LAVPD (D) was manipulated by varying the dew point of the inlet air. Before entering the cuvettes, the inlet airstream was bubbled through a temperature-controlled water bath. The inlet dew point was altered by changing the temperature of the water bath. Leaf area was measured with a leaf area meter (Li-Cor 3000A).

Measurements of stomatal responses to changing D were collected from one leaf from each of three replicate plants. Plants were moved from glasshouse to laboratory the afternoon before experimentation began. Replicates were chosen on the basis of uniformity of height (35–40 cm) and the absence of any visual signs of damage, nutrient deficiency or disease. For each replicate, a single, young, but fully expanded leaf (usually the third or fourth leaf from the shoot apex) was placed within a cuvette. Light intensity at the leaf surface was increased at 1000 h to a maximum of 1000 µmol m−2 s−1, over a period of 90 min, by removing neutral density filters (preliminary experiments had shown this PPFD to be saturating). Leaf gas exchange was measured over a period of 5–6 h (between 1000 and 1600 h) as D was varied between 1.0 and 4.0 kPa in approximately 0.3 kPa steps while maintaining leaf temperature at 30 °C (±1 °C). Leaf gas exchange was recorded 60 min after D was varied. During the experiment, plants were kept well-watered by maintaining a small reservoir of water under each pot.

The response of gs to D was determined on control leaves, which received no pretreatment and on leaves which were pretreated with a hexane–ethanol mix to increase gc. This method of manipulating gc is now described.

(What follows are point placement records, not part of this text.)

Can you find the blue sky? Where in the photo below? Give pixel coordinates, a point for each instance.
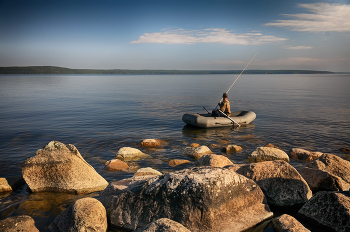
(166, 34)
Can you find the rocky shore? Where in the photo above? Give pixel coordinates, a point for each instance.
(213, 194)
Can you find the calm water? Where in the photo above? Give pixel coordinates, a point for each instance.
(99, 114)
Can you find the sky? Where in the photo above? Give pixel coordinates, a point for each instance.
(176, 34)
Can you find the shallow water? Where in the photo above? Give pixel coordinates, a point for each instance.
(99, 114)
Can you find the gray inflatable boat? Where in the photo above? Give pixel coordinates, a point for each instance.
(206, 121)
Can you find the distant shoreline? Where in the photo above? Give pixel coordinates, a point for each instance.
(61, 70)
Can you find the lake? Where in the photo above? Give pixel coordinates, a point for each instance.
(100, 114)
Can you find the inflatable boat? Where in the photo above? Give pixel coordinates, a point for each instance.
(207, 121)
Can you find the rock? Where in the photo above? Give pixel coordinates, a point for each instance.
(304, 155)
(163, 225)
(329, 172)
(61, 168)
(4, 186)
(282, 184)
(195, 145)
(201, 199)
(146, 172)
(231, 148)
(267, 154)
(214, 161)
(18, 223)
(286, 223)
(176, 162)
(129, 154)
(150, 143)
(116, 164)
(328, 209)
(86, 214)
(196, 152)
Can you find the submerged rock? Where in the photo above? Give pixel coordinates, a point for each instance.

In order to test the influence of gc on the stomatal response to increased D, young but fully expanded leaves of E. haemastoma (Sm.) were wiped twice on both sides of the leaf with tissue paper that had been soaked in a mix of hexane and ethanol, in a 1:2 ratio and then squeezed so that it would not drip (Kerstiens 1997). Prior to wiping with the tissue, leaves were placed in darkness for 40–60 min to minimize the potential for uptake of the solvents through stomatal pores (Kerstiens 1997). This application of hexane/ethanol temporarily increases cuticular conductance (Kerstiens 1997). Leaves were then exposed to an increase in D (as described earlier) 24–30 h after solvent application. The same leaves were subjected to an increase in D 48 h prior to the application of solvent to establish control response curves. Preliminary studies have established this age difference between control and solvent-treated leaves had no effect on stomatal behaviour. Leaves of E. haemastoma are long lived (>12 months).

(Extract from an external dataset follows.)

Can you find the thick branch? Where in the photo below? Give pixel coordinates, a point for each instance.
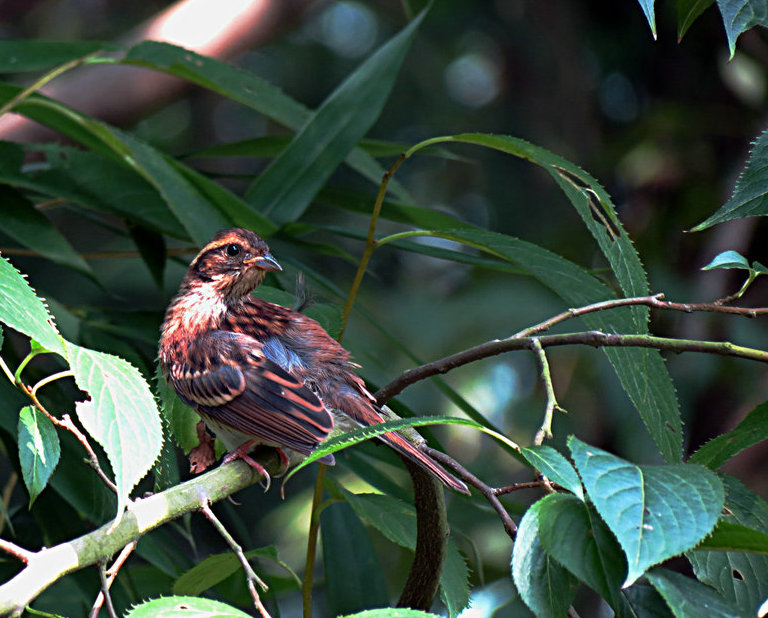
(48, 565)
(591, 338)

In order to quantify the effect of the solvent treatment on cuticular conductance, solvent-treated and control leaves were allowed to transpire while attached to the plant, at a constant D of approximately 2.0 kPa for 30–60 min. Leaves were then excised and subjected to darkness by covering the cuvettes in aluminium foil (excision and darkness promote stomatal closure). Leaf conductance was calculated by dividing the rate of water loss from the leaf by the LAVPD (expressed in mole fraction of water vapour) repeatedly over a 320 min period. A plot of leaf conductance against time shows a rapid rate of decline in leaf conductance as the stomata close. Once stomata are closed (typically 30–40 min), the rate of change of leaf conductance is extremely small because the cuticular conductance is essentially constant. Cuticular conductance was estimated by extrapolating the linear final portion of the curve to the y intercept. The effect of the solvent treatment on cuticular conductance was then determined by comparison of the cuticular conductance of control and solvent-treated leaves.

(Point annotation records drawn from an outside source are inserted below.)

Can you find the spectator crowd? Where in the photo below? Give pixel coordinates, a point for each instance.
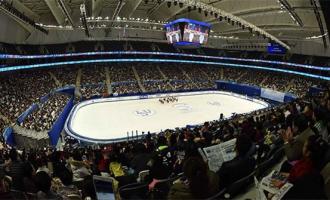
(172, 164)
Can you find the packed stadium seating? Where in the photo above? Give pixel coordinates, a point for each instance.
(21, 89)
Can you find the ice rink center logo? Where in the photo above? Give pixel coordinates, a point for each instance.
(182, 106)
(214, 103)
(144, 112)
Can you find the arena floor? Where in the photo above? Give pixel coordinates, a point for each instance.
(107, 120)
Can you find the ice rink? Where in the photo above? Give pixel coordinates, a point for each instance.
(108, 119)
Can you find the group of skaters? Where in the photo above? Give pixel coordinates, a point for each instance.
(168, 99)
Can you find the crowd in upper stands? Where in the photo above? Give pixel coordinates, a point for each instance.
(46, 114)
(20, 90)
(298, 130)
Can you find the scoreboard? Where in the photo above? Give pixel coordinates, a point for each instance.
(187, 32)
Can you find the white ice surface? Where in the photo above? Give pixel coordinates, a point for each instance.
(110, 120)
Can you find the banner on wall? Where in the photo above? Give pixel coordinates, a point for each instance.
(26, 113)
(9, 136)
(272, 95)
(55, 132)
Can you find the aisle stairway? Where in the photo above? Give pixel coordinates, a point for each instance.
(108, 80)
(78, 82)
(241, 76)
(57, 82)
(289, 86)
(188, 77)
(165, 77)
(263, 81)
(4, 118)
(221, 73)
(205, 74)
(137, 77)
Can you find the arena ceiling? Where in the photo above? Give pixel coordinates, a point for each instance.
(285, 20)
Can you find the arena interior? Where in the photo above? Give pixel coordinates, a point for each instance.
(164, 99)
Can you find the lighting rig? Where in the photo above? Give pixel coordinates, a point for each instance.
(11, 10)
(83, 19)
(221, 15)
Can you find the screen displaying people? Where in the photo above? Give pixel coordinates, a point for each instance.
(195, 33)
(173, 33)
(187, 32)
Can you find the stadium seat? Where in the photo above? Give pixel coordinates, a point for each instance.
(219, 195)
(134, 191)
(239, 186)
(278, 155)
(264, 167)
(142, 175)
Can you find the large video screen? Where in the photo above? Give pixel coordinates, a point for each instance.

Experiment 2: the response of gs, gc and Ci to leaf temperature at constant D

The response of gs and transpiration rate to increasing temperature at constant D was obtained by increasing leaf temperature over the range 18–38 °C (in steps of 2–3 °C), while maintaining D constant at 2.1 kPa. Leaf temperature was gradually increased (over a 10 min period) by increasing the temperature of the temperature regulation bath, and D was held at 2.1 kPa by simultaneously increasing the water vapour pressure of the inlet airstream (by raising the temperature of the vapour pressure control bath). Leaves were allowed 30–40 min to adjust to each step increase in temperature before stomatal and gas exchange responses were recorded. Light flux density was maintained at 1000 µmol m−2 s−1 throughout. Ci was calculated for each leaf at each temperature from the relationship between assimilation rate and gs. At the end of this process, the leaves were excised and darkened within the cuvette, and leaf temperature reduced to the initial temperature (approximately 19 °C). Stomatal closure occurred within 40 min, and the experiment was repeated to establish the response of cuticular conductance to increasing leaf temperature at constant D. There was no evidence of stomata remaining open after 50 min in darkness when leaves were examined with a microscope.

Experiment 3: the influence of a decreased cuticular conductance on stomatal aperture

For three species (C. communis, C. cyanea and V. faba), three replicate intact leaves were gently clamped abaxial side up, on the stage of a microscope, at two light intensities [high ca. 750 µmol m−2 s−1 photosynthetically active radiation (PAR) and moderate ca. 500 µmol m−2 s−1 PAR]. The microscope was fitted with a video camera and video recorder. Stomatal apertures of typically 15–20 guard cell pairs of each leaf were recorded before the application of a small quantity (ca. 0.1 µL) of light oil (microscope lens immersion oil). Stomatal aperture was recorded before and 15 min after the addition of the oil.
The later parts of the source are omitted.